How to Use the Forex Margin Calculator

Using the Forex Margin Calculator takes under a minute. Enter five values: your account balance in dollars, the leverage ratio your broker provides (e.g. 1:100), the lot size you plan to trade, the current pair price (e.g. EUR/USD at 1.0850), and select whether you are trading standard, mini, or micro lots. Click "Calculate Margin" to see your results instantly.

The primary output is the required margin — the amount your broker will lock as collateral for the trade. You will also see your free margin (available funds after the trade opens) and your margin level percentage, colour-coded green for safe, yellow for warning, and red for danger (margin call risk).

The Max Lots figure shows the largest position your account can support at current leverage without exceeding your balance. Use this to understand the limits of your account before placing a trade.

The Formula

The margin calculator uses four core formulas:

  1. Notional Value: Notional = Lots × Lot Units × Pair Price
    Example: 1 standard lot × 100,000 units × 1.0850 (EUR/USD) = $108,500
  2. Required Margin: Margin = Notional Value ÷ Leverage
    Example: $108,500 ÷ 100 = $1,085
  3. Free Margin: Free Margin = Account Balance − Required Margin
    Example: $5,000 − $1,085 = $3,915
  4. Margin Level: Margin Level (%) = (Account Balance ÷ Required Margin) × 100
    Example: ($5,000 ÷ $1,085) × 100 = 461%

Brokers typically issue a margin call when margin level falls below 100% and may automatically close positions (stop-out) at levels between 20–50%, depending on the broker. Always maintain a margin level well above 200% to absorb adverse price movements.

Practical Examples

Example 1 — EUR/USD Standard Lot with 1:100 Leverage

A trader has a $5,000 account, uses 1:100 leverage, and wants to buy 1 standard lot of EUR/USD at 1.0850.
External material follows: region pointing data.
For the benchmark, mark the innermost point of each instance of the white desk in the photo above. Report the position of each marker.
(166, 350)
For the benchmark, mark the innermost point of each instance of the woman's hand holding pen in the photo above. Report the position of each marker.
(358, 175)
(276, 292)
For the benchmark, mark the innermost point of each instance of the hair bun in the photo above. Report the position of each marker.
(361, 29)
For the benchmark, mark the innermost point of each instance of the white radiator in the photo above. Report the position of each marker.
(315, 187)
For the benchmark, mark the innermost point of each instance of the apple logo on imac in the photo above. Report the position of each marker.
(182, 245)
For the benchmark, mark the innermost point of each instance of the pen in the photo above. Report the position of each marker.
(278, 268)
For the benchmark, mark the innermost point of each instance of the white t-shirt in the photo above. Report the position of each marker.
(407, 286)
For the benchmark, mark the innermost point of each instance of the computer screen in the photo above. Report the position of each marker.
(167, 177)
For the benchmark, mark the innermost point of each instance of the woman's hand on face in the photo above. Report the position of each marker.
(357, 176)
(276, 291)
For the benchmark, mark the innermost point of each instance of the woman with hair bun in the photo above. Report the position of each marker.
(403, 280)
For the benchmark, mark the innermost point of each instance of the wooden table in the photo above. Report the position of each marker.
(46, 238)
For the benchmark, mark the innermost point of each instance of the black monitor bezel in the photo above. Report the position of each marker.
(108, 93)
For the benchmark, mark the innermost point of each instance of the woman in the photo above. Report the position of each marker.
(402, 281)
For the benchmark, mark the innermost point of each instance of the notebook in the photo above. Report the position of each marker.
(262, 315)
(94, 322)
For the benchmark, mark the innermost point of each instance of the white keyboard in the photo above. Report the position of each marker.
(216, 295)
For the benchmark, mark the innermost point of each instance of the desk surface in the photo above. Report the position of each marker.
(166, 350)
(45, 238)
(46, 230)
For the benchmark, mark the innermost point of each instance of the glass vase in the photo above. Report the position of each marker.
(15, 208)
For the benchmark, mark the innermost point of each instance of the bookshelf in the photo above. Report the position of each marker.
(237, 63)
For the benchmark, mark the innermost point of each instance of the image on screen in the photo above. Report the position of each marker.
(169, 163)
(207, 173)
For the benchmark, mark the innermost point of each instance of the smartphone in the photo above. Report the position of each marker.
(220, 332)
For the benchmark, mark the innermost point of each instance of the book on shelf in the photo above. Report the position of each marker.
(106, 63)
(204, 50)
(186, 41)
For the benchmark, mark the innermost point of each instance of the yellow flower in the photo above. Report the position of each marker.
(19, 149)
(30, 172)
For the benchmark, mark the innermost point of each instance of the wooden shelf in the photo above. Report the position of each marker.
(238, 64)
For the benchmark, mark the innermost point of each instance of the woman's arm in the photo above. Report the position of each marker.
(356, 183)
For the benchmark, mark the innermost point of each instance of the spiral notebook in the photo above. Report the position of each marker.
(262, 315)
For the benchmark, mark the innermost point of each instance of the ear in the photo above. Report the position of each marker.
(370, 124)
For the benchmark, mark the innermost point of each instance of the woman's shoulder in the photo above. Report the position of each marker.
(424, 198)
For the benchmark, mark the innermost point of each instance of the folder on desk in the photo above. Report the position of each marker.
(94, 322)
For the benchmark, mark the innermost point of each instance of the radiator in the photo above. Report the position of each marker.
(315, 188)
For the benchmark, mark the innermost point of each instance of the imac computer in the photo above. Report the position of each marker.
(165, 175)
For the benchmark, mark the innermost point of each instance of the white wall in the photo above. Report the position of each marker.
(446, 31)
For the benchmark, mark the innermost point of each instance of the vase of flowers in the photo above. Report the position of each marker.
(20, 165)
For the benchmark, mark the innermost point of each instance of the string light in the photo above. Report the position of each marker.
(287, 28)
  • Lot units: 1 × 100,000 = 100,000
  • Notional value: 100,000 × 1.0850 = $108,500
  • Required margin: $108,500 ÷ 100 = $1,085
  • Free margin: $5,000 − $1,085 = $3,915
  • Margin level: ($5,000 ÷ $1,085) × 100 = 461% — Safe

With 461% margin level, this account has substantial buffer. The price of EUR/USD would need to move significantly against the trader before approaching a margin call.
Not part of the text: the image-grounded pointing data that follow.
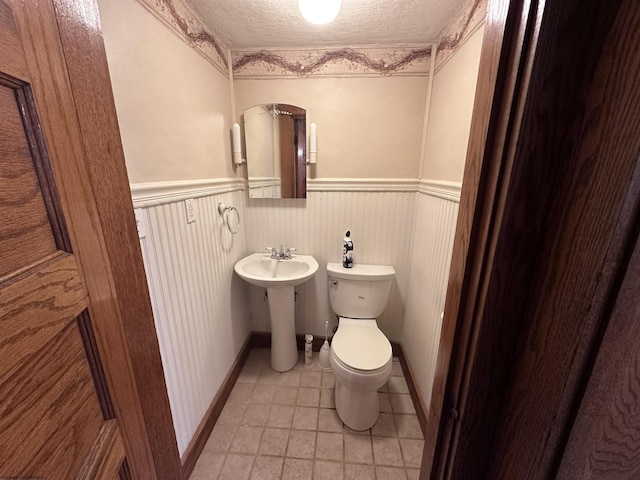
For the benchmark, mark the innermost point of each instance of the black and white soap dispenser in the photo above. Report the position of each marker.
(347, 250)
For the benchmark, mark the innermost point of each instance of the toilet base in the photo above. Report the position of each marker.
(358, 410)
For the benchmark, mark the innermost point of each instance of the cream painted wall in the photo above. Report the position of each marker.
(173, 106)
(367, 127)
(454, 87)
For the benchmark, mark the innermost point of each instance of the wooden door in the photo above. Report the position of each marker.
(57, 420)
(542, 312)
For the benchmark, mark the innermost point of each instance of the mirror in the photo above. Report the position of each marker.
(275, 144)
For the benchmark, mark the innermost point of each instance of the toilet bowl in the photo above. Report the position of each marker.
(360, 356)
(360, 359)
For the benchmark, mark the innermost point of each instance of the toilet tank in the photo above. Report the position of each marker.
(361, 291)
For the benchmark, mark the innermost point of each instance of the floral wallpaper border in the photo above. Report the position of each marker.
(337, 62)
(347, 62)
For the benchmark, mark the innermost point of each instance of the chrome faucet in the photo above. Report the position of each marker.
(280, 254)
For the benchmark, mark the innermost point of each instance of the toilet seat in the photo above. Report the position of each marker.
(359, 345)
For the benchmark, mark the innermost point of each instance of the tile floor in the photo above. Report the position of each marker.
(284, 426)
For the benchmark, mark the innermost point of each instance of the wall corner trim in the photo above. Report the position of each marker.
(441, 188)
(158, 193)
(362, 184)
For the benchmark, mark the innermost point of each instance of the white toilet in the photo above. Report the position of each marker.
(360, 353)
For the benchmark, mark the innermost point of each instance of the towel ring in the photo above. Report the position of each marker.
(223, 211)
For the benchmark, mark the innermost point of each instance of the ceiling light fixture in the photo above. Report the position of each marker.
(319, 11)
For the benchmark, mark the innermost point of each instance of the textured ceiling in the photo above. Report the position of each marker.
(257, 24)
Example 2 — GBP/USD Mini Lot with 1:50 Leverage

A newer trader with a $2,000 account uses 1:50 leverage and trades 2 mini lots of GBP/USD at 1.2700.

  • Lot units: 2 × 10,000 = 20,000
  • Notional value: 20,000 × 1.2700 = $25,400
  • Required margin: $25,400 ÷ 50 = $508
  • Free margin: $2,000 − $508 = $1,492
  • Margin level: ($2,000 ÷ $508) × 100 = 394% — Safe

Even with lower leverage, the smaller position size relative to account balance keeps the margin level comfortably safe. Always check your free margin before opening additional positions.